Optimal Scheduling and Power Allocation for Two-Hop Energy Harvesting Communication Systems

TL;DR

This paper explores optimal scheduling and power allocation strategies for two-hop energy harvesting communication systems, demonstrating how directional water-filling guides design and improves performance under energy randomness.

Contribution

It introduces a novel application of directional water-filling to two-hop EH systems and develops efficient algorithms for joint scheduling and power allocation.

Findings

Directional water-filling guides optimal design.

Joint scheduling and power allocation improve performance.

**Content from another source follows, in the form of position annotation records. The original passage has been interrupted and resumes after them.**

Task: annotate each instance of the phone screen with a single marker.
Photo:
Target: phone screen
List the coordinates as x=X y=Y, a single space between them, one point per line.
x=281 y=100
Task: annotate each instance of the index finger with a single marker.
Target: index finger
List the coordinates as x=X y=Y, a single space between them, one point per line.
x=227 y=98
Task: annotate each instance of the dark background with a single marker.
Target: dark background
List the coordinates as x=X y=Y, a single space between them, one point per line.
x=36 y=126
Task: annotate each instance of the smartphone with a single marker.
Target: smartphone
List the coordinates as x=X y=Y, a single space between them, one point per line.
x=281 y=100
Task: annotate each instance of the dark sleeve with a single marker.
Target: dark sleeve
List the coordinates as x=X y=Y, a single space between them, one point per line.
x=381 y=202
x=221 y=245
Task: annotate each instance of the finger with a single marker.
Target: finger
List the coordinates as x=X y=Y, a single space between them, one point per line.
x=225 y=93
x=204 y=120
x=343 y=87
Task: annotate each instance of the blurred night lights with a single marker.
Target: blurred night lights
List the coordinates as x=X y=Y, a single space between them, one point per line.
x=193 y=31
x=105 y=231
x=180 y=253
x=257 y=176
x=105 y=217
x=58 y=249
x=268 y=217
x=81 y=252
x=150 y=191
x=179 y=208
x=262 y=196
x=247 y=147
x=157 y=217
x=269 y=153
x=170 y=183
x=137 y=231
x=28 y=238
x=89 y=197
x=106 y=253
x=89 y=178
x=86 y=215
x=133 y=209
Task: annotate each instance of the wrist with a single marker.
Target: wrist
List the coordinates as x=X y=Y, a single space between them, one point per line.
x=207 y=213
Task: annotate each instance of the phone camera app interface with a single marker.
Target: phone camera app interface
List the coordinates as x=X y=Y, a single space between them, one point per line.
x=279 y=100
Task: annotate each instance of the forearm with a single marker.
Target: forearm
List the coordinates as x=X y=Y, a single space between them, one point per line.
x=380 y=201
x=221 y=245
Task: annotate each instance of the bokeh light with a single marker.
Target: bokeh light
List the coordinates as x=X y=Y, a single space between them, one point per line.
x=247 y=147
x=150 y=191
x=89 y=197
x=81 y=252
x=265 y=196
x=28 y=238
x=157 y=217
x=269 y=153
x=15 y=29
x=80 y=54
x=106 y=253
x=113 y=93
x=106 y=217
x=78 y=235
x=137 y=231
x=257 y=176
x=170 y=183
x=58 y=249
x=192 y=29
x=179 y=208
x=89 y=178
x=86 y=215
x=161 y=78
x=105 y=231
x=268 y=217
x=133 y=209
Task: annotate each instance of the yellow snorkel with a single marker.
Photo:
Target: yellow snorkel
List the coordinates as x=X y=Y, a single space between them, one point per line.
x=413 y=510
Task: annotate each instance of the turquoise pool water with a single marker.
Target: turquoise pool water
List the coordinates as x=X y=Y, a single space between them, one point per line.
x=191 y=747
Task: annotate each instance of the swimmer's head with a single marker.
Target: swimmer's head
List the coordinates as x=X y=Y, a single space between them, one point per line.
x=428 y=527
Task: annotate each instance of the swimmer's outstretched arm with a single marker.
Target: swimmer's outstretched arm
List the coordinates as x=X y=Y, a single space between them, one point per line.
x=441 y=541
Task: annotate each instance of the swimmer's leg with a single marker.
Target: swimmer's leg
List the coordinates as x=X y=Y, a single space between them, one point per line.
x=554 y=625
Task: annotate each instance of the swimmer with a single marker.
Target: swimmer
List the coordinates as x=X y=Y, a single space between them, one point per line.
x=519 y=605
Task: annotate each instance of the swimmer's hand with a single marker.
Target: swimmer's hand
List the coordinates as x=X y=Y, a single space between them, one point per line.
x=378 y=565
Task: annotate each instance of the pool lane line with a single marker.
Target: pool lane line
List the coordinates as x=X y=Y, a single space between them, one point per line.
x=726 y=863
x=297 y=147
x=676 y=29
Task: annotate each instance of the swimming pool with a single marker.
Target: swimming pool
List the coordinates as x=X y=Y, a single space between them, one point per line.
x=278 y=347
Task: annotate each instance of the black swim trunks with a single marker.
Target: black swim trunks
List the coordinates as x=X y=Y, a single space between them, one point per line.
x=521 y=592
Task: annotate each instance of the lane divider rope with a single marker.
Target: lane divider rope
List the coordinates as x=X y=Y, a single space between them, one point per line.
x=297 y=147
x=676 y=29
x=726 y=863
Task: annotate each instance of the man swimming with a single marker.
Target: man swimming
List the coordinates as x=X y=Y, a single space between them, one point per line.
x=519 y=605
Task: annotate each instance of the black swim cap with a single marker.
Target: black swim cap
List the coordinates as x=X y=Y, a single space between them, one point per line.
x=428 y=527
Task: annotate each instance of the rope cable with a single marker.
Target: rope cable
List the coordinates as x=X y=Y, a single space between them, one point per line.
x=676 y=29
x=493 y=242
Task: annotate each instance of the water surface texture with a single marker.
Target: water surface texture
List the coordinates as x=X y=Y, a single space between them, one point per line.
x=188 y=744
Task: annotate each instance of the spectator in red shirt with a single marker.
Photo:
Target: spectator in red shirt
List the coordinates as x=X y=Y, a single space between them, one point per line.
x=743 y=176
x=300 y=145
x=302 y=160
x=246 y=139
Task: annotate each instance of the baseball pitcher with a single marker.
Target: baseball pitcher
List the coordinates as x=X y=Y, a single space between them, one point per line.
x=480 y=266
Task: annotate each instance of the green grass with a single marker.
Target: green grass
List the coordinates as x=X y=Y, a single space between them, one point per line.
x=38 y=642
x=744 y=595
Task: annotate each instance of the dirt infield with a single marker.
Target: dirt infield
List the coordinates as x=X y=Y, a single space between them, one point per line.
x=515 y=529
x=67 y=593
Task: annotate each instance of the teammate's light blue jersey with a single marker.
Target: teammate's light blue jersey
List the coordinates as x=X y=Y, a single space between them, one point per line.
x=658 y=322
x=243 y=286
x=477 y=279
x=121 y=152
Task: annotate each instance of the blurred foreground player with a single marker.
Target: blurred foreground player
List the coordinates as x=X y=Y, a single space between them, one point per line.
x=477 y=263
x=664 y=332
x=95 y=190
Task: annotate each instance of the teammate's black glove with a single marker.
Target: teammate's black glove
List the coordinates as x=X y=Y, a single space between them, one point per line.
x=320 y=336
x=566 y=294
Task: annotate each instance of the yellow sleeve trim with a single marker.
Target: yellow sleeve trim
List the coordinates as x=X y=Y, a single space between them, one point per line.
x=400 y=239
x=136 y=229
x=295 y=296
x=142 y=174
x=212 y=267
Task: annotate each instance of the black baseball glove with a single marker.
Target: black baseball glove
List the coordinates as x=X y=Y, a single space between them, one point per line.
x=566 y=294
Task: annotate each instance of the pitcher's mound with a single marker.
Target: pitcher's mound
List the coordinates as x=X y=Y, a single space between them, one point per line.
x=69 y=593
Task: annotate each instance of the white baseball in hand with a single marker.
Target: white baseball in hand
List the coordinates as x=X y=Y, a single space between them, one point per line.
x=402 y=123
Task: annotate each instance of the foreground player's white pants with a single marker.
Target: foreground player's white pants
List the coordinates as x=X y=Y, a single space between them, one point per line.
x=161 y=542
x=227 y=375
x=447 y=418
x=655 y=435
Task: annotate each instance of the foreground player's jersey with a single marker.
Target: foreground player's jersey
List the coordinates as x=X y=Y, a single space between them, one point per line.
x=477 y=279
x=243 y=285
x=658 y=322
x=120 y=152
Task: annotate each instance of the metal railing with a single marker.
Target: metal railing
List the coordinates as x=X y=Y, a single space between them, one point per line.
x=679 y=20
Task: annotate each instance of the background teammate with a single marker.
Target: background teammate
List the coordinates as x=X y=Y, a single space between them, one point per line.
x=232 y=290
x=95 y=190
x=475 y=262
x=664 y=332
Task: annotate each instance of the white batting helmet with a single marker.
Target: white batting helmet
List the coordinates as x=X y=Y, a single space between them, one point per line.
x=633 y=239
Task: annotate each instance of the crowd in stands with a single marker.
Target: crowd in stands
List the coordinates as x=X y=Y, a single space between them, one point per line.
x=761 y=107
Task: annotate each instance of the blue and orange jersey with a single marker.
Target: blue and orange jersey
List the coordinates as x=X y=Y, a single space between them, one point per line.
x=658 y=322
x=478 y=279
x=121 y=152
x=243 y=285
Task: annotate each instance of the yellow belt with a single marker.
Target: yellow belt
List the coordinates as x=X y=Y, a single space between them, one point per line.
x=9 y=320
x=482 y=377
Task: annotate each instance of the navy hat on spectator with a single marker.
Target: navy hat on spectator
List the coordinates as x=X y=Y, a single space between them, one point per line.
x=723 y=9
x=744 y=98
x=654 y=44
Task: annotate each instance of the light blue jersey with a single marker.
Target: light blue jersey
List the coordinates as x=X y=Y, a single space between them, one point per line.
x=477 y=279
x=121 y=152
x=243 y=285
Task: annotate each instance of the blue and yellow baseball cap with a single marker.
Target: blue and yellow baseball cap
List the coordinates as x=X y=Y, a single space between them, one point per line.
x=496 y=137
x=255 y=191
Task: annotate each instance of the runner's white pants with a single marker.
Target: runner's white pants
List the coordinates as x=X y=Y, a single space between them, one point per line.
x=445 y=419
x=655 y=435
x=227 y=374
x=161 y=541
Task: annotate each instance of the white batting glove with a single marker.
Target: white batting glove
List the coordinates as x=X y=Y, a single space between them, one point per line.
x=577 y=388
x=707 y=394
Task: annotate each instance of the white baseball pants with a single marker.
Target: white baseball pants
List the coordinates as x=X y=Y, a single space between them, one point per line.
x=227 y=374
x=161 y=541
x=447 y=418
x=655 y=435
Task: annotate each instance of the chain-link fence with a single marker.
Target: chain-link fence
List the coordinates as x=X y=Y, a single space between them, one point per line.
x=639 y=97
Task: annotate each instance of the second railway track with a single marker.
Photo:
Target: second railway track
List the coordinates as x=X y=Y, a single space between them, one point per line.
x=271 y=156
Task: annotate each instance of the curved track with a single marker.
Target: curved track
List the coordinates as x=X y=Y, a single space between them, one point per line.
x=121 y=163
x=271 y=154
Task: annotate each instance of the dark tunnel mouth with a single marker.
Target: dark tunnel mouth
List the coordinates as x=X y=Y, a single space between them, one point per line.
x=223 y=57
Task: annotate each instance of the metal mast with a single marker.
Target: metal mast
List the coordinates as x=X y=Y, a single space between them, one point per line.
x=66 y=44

Algorithms outperform non-optimized schemes.

Abstract

Energy harvesting (EH) has recently emerged as a promising technique for green communications. To realize its potential, communication protocols need to be redesigned to combat the randomness of the harvested energy. In this paper, we investigate how to apply relaying to improve the short-term performance of EH communication systems. With an EH source and a non-EH half-duplex relay, we consider two different design objectives: 1) short-term throughput maximization; and 2) transmission completion time minimization. Both problems are joint scheduling and power allocation problems, rendered quite challenging by the half-duplex constraint at the relay. A key finding is that directional water-filling (DWF), which is the optimal power allocation algorithm for the single-hop EH system, can serve as guideline for the design of two-hop communication systems, as it not only determines the value of the optimal performance, but also forms the basis to derive optimal solutions for both design problems. Based on a relaxed energy profile along with the DWF algorithm, we derive key properties of the optimal solutions for both problems and thereafter propose efficient algorithms. Simulation results will show that both scheduling and power allocation optimizations are necessary in two-hop EH communication systems.